Outside of the season, it remained blissfully empty aside from high schoolers looking for a place to be after school. During the on-season, the line could snake out the door and down the sidewalk. People loved their coffee. I walked in, waved to Jenna, who had already gotten her drink and brought it to a seat, then I got in line. Luckily, it wasn’t peak hours, and I got my drink quickly enough. The menu board was covered in chalk drawings of holly leaves and Christmas trees, and I couldn’t just get a regular coffee.

“What kind of coffee is that?” Jenna asked when I sunk into the leather seat across from her.

“I had to get a peppermint cocoa. Don’t judge me.” Jenna just shook her head and held up her arms in innocence.
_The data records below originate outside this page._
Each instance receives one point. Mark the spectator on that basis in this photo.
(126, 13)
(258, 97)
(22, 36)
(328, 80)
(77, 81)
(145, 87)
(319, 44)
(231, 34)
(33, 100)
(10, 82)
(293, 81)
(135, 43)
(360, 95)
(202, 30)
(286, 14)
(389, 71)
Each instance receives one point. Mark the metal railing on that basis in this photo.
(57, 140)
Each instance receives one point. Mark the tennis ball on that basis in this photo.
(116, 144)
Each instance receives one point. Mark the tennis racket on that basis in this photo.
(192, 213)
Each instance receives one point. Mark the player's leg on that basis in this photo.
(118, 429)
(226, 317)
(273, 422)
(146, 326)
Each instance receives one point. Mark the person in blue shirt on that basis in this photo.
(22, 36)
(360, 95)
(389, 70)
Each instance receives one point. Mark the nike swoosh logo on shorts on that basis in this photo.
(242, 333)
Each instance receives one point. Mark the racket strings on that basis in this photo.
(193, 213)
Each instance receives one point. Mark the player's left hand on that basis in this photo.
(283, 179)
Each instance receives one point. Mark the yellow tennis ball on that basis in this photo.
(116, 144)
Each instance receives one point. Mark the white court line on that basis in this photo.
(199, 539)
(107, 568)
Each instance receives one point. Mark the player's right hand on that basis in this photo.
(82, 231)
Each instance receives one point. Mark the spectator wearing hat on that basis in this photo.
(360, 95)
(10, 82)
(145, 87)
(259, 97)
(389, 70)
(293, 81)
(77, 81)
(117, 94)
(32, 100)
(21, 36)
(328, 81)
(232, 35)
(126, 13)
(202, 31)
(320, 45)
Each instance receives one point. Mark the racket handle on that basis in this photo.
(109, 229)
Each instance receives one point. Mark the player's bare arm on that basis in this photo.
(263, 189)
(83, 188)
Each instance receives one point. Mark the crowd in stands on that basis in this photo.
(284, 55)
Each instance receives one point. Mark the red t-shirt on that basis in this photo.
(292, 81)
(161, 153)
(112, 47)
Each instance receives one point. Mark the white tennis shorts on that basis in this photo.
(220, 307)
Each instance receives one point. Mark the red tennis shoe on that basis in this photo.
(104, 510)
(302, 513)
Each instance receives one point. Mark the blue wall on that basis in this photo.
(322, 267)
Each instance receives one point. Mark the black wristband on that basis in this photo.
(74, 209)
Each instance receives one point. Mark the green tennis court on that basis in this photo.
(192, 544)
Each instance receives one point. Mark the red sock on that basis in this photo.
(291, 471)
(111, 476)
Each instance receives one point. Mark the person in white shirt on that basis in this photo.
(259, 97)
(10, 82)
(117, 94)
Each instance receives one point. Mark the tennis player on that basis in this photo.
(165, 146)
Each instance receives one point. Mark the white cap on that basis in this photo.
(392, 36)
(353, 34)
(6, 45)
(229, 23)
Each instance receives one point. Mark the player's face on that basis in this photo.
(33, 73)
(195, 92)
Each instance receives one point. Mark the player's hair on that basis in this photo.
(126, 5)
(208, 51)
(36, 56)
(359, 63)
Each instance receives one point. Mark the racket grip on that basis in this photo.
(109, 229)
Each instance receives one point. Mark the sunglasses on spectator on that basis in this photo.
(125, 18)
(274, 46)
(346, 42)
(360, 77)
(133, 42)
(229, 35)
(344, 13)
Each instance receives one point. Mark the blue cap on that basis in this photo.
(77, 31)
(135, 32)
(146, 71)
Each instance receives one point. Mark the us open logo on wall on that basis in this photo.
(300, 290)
“I wouldn’t dare.” Although we hadn’t seen each other much since I left for school, aside from an annual visit on her part, she was still very much my best friend and knew all the ins and outs of my life. I had met a lot of people in college, but I didn’t connect to any of them in the same way I connected to Jenna. She was a part of my soul from now until eternity.

“Well, are you gonna tell me what the emergency was?”

I leaned forward over the table, and whisper yelled at her. “Jay is at my house!”

Chapter Two

“Jay Crowely? Why?”

“How should I know? I went to bed last night in a mostly empty house aside from my parents, and when I woke up, there was Jay, sipping coffee like he owned the place, and I was the intruder!” I took a careful sip of my peppermint cocoa. My nose dipping into the whipped cream before I scrubbed it with a napkin. I was in no mood for cute cocoa moments.

“Did you ask him why he was there?” She had the decency to sound adequately scandalized, but her question was ridiculous.

“Of course, I did,” I said, my hands nearly slamming on the table as I leaned even further forward. “He is incapable of answering anything with a straight answer. He just gaslit me about coffee.”

“Maybe he’s changed?”

“Men like that don’t change! It is pathological asshole syndrome or something. I’m sure someone has written about it somewhere.” Jay Crowely had moved into town when I was in first grade, and he was in third. He became best friends with my brother and mortal enemies with me, which sort of made sense since my brother and I weren’t exactly bosom buddies. But still, he didn’t have to go so hard on the make Cat’s life miserable front. Eventually, I could go toe to toe with him, but it was never fun having to defend myself whenever Darren had his friend over.